A Unified Framework of Multi-Stage Multi-Winner Voting: An Axiomatic Exploration
Shengjie Gong, Lingxiao Huang, Shuangping Huang, Yuyi Wang, Zhiqi Wang, Tao Xiao, Xiang Yan, Chunxue Yang
TL;DR
Multi-winner elections face manipulation and strategic voting; this paper proposes a unified multi-stage framework $\mathcal{R}=(R_1,\ldots,R_t)$ to mitigate manipulation costs by successive shortlists. It develops a formal score-based rule class using parameters $(\beta,\gamma)$ and shows how classic rules such as SNTV, Bloc, Borda, and CC fit into the framework, with STV and Baldwin's rule as multi-stage instances. The authors prove that Solid Coalition is preserved across stages when stage rules satisfy it, but demonstrate that Committee Monotonicity, Candidate Monotonicity, and Consistency generally fail in the multi-stage setting under rational rules. They provide guidance on rule selection, suggesting using SC-preserving stage rules like SNTV and noting that approval-based Thiele rules exhibit stronger multi-stage monotonicity properties.

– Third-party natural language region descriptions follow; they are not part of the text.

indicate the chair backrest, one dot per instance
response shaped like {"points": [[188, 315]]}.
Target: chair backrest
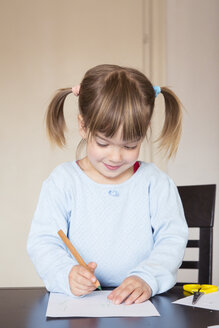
{"points": [[199, 204]]}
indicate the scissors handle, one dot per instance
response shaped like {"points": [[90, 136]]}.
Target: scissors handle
{"points": [[194, 288]]}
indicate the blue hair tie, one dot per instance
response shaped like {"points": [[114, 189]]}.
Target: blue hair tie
{"points": [[157, 90]]}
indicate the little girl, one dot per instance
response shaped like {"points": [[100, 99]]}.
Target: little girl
{"points": [[124, 217]]}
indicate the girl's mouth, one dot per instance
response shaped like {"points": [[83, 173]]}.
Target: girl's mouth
{"points": [[112, 167]]}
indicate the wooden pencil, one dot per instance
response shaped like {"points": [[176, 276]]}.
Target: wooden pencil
{"points": [[77, 257]]}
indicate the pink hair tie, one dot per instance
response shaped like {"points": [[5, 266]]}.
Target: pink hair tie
{"points": [[76, 90]]}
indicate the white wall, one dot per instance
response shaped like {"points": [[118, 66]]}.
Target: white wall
{"points": [[192, 53]]}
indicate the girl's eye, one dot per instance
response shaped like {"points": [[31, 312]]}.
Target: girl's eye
{"points": [[130, 147], [101, 145]]}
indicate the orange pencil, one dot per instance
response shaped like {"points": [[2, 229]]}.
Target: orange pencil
{"points": [[77, 257]]}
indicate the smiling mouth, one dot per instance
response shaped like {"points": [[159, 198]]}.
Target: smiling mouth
{"points": [[112, 167]]}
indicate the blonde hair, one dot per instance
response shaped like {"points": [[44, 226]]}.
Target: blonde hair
{"points": [[112, 96]]}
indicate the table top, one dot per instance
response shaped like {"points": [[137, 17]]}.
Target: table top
{"points": [[26, 308]]}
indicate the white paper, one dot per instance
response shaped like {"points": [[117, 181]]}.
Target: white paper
{"points": [[95, 304], [208, 301]]}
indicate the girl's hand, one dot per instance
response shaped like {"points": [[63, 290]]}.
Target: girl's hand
{"points": [[81, 281], [132, 290]]}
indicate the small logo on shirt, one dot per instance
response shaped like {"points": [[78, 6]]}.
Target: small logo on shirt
{"points": [[113, 193]]}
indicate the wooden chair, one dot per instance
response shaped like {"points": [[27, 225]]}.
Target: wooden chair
{"points": [[199, 204]]}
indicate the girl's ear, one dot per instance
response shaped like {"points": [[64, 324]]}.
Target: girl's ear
{"points": [[82, 129]]}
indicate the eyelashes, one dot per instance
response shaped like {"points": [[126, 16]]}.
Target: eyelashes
{"points": [[126, 147]]}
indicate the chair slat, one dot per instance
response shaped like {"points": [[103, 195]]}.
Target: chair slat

The work lays a theoretical foundation for multi-stage voting design and highlights directions for future axiomatic analyses and manipulation-resistance investigations.
Abstract
Multi-winner voting plays a crucial role in selecting representative committees based on voter preferences. Previous research has predominantly focused on single-stage voting rules, which are susceptible to manipulation during preference collection. In order to mitigate manipulation and increase the cost associated with it, we propose the introduction of multiple stages in the voting procedure, leading to the development of a unified framework of multi-stage multi-winner voting rules. To shed light on this framework of voting methods, we conduct an axiomatic study, establishing provable conditions for achieving desired axioms within our model. Our theoretical findings can serve as a guide for the selection of appropriate multi-stage multi-winner voting rules.